3 ways to foster critical thinking with historic digital maps
I’m in Denver at the 2016 version of the madhouse that is the #ISTE2016 conference. Helping to spread the Best Keynote goodness and doing a session on Google tools later on. And it’s always fun. I see old friends and make new ones. I learn new things. But it can get to be a bit of nerd overload. After a while, the conversation about server loads, bit rates, digital learning environments, edtech synergy, companies that spell their names with a Z instead of an S, and the next technology revolution gets to be a little much.
So it’s kind of nice to slow down a bit with other social studies folks to talk about maps and historical thinking skills. Yes. It is a session with the word digital in the title but it’s digital maps from the Library of Congress. I’m okay with that.
Presented by Sherrie Calloway and Cappi Castro, the session focused on ways to support historical thinking and problem solving while using maps. Sherri and Cappi are part of the very cool Library of Congress Teaching with Primary Sources (TPS) program maintained by the TPS Western Region people at Metro State here in the Denver area.
And just so you know, the TPS program is awesome, if for no other reason than for their very useful quarterly journal called The TPS Journal. While they could have perhaps spent a bit more time developing a catchier title, it really needs to be one of your must reads. Helpful strategies, resources, tips, tricks.
And this spring issue focuses on integrating historic and geographic thinking so a nice seque into our session this afternoon.
We started by discussing their online primary source analysis tool. The cool thing about this is you can print out hard copies or enter the data directly into the tool. The online version also has handy, built-in help boxes your kids can access by clicking the question marks. You can also select the type of evidence being analyzed so that questions specific to that medium are displayed.
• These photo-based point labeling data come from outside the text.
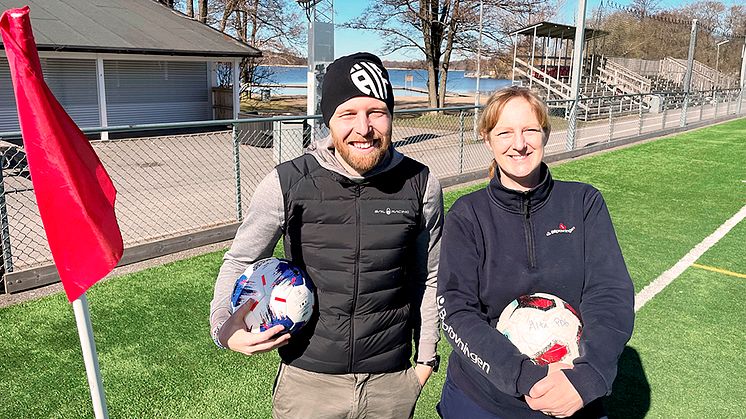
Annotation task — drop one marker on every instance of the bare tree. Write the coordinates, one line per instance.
(438, 28)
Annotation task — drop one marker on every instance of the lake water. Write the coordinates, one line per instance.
(457, 82)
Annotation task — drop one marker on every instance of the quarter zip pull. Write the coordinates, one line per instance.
(528, 231)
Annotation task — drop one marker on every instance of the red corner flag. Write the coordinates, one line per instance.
(74, 193)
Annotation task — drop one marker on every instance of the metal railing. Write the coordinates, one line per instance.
(173, 184)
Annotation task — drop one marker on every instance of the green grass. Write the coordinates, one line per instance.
(684, 360)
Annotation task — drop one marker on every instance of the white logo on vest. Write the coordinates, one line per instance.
(369, 79)
(389, 211)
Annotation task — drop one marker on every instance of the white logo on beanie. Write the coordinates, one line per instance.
(369, 79)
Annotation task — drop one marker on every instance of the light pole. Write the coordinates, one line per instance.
(320, 14)
(479, 69)
(717, 63)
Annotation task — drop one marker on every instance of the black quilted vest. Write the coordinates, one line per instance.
(354, 240)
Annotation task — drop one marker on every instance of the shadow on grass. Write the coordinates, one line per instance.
(630, 396)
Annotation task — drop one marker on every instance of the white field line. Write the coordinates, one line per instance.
(653, 288)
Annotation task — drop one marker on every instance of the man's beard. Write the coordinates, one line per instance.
(363, 162)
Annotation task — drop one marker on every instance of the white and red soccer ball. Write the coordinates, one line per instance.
(278, 293)
(542, 326)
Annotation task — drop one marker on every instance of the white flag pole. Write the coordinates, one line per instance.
(88, 346)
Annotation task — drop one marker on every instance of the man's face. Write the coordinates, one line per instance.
(361, 132)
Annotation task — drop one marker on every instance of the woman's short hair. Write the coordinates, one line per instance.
(494, 107)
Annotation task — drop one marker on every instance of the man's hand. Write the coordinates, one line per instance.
(233, 335)
(554, 395)
(423, 372)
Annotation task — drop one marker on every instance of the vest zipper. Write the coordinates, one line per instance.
(356, 277)
(528, 232)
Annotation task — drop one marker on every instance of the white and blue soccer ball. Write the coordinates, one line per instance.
(278, 293)
(542, 326)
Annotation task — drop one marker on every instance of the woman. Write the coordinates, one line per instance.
(527, 233)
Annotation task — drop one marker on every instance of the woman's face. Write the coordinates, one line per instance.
(517, 141)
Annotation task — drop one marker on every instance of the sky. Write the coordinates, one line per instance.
(347, 41)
The Library of Congress analysis worksheet asks kids to do three things with evidence, including maps:
- Observe (What do you see?)
- Reflect (What can you infer?)
- Question (What do I need to know?)
The point of the worksheet is not just the collection of foundational content but to train kids to think historically. The help questions are powerful but need to supported with teacher guided questioning as well:
- What are you thinking?
- What makes you say that?
- What can you point to support your thinking?
- How do you know?
We practiced this by looking at small parts of a larger map. None of us had the entire map so it was difficult figuring out the big picture. This is all part of good history instruction that forces kids to feel what I call “academic discomfort.” We don’t want to give kids the answers, we want create problems for them to solve and not giving them all of the necessary info is a good thing.
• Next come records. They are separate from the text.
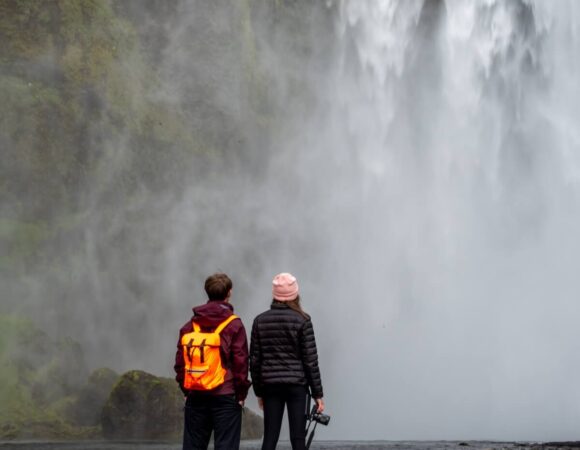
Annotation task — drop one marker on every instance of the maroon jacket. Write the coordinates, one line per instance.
(233, 343)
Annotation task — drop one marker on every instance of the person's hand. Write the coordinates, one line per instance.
(320, 404)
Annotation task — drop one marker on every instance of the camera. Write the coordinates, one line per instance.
(320, 418)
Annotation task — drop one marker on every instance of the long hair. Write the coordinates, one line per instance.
(295, 305)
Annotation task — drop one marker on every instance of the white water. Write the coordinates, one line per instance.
(440, 183)
(424, 188)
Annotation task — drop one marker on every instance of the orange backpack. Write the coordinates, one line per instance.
(201, 353)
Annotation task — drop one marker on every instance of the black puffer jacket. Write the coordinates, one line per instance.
(283, 350)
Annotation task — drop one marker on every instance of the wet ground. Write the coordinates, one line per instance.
(326, 445)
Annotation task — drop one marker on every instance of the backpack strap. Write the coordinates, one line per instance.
(225, 323)
(219, 328)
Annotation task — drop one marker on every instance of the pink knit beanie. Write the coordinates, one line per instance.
(284, 287)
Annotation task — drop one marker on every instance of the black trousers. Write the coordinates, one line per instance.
(276, 397)
(205, 413)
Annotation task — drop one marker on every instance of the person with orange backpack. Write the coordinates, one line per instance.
(211, 366)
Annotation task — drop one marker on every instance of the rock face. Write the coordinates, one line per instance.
(88, 404)
(142, 406)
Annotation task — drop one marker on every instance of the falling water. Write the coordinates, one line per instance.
(416, 165)
(447, 166)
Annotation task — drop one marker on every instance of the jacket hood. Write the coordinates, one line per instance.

Once we had had a bit of conversation about the three different parts of the bigger map, we worked to create a title or heading that describes the map or provides information about why the map was made.
- Consider the most important aspect of the map
- Catch the attention of your audience
- Create a sub-title with a possible date
What kids need to understand here is that their title doesn’t have to be “right” but students do need to have some evidence to support their title.
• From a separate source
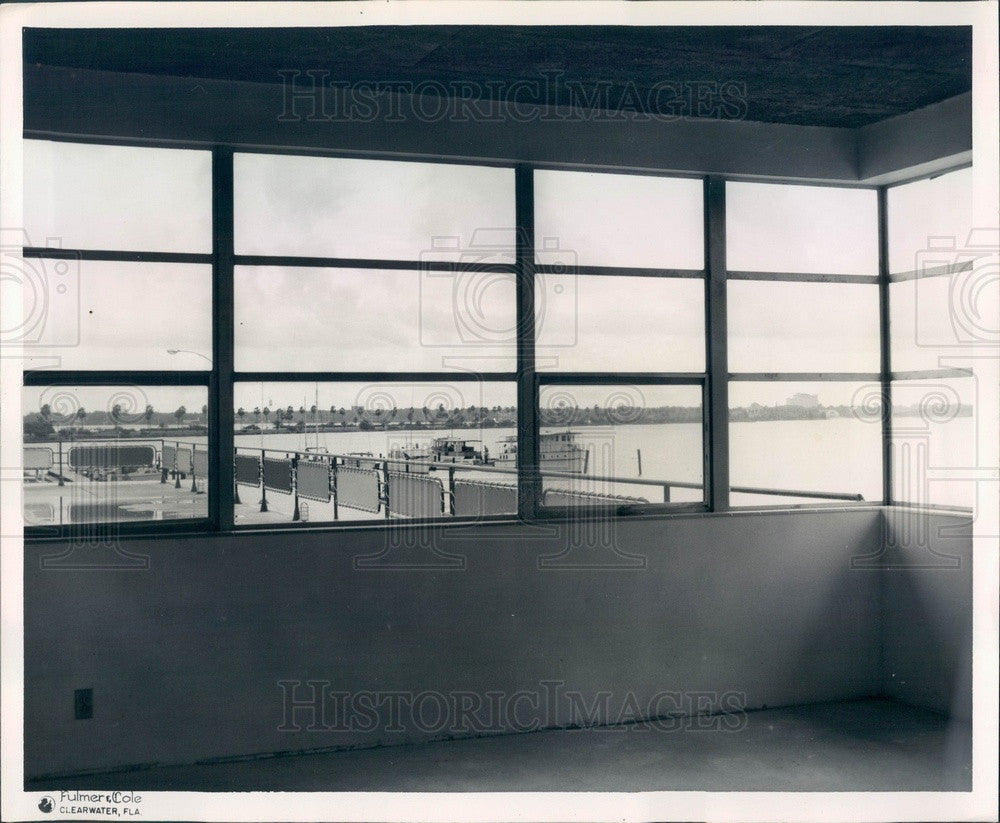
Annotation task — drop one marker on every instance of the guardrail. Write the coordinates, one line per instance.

We looked at three parts of the map but there were nine pieces all together in the entire map which is part of five map series documenting an entire voyage by Sir Francis Drake and his 23 English ships.
A good way to end the lesson is to ask kids to complete the following sentence:
I used to think this but now I think this because . . .
It appears that . . .
And then perhaps ask students to write the story from the perspective of the Spanish, or the English, or the Native Americans.
Another idea? The map has letters scattered around it. These are part of key that the LOC version does not include. So go to the World Digital Library and get the map with a key at the bottom. Have kids break down the key using the same analysis worksheet – linking the places on the map to the key.
How about another idea? You can find the same map, drawn by a different person at a different time here. Have students compare and contrast the different maps, working to figure out why they might look different. Are there pieces missing? Pieces added? Why?
All of these help build historicla thinking skills that our kids need.